Working Toward Responsible AI That Serves Society
Significant advancements in artificial intelligence (AI) are accelerating the establishment of more efficient decision-making processes. Nevertheless, entrusting responsibility for choices to a machine or program raises major ethical questions.
Whether dealing with the reproduction of biases present in datasets or the social acceptability of decisions, there are technological, legal, societal, and philosophical questions alike. Some actors are therefore committed to so-called explainable AI technology, which aims to help human experts understand the criteria underpinning the choices made by AI.
Applications
The high-level scientific research in mathematics and computer science at Dauphine-PSL is a core component of multidisciplinary approaches involving computer science, mathematical science, humanities, and social science.
The first step is to examine and predict the impact of these algorithms on public and private organizations, establish new modes of governance, and use interdisciplinary dialogue to design algorithms that naturally meet democratic requirements (lack of bias, respect of privacy, explainability, safety, and social acceptability).
Our Research in the University's Labs
Modern AI raises ethical questions regarding privacy, data manipulation, and the explainability of models and results, as well as equity and social responsibility of algorithms.
At the cutting edge of research in these fields, our activities encompass safe and reliable machine learning, the social responsibility of algorithms, and the characterization of ethical (prescriptive) rules and their incorporation into automated decision-making mechanisms.
Our Research by Topic
Reliable Machine Learning
The MILES project team brings together researchers in theoretical computer science, applied mathematics, and game theory.

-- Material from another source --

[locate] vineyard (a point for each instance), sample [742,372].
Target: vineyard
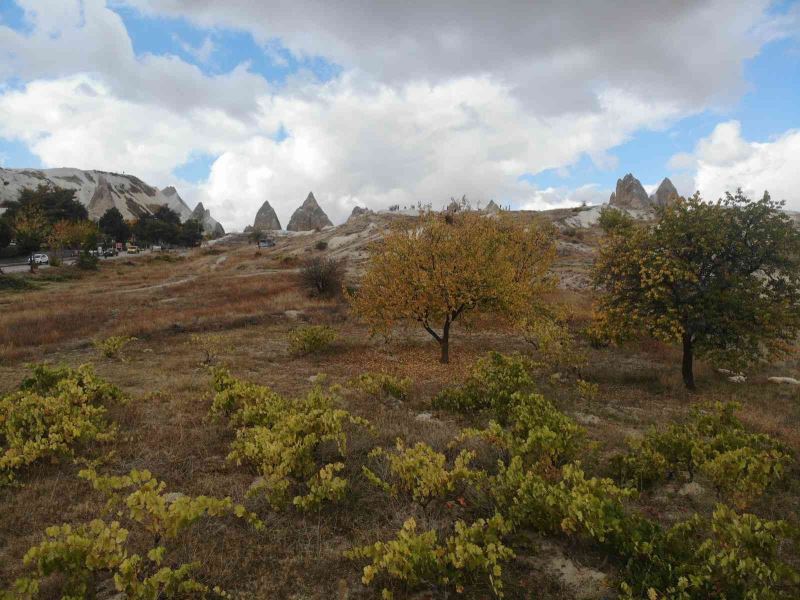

Their research covers the entire field of machine learning, ranging from theoretical foundations to applications.
- Trustworthy machine learning: adversarial robustness; models preserving confidentiality (e.g. differential privacy); equity in machine learning
- Explainable and interpretable AI: causal inference; parsimonious models
- Compact and energy-efficient deep neural networks
Applications: Health Care – Games – Robotics – Computer Vision – Arts and Humanities
Social Responsibility of Algorithms
In 2017, Dauphine-PSL and its partners at DIMACS (the Center for Discrete Mathematics and Theoretical Computer Science, USA) and the 3AI Institute (Australia) launched a series of global conferences dealing with the social responsibility of algorithms.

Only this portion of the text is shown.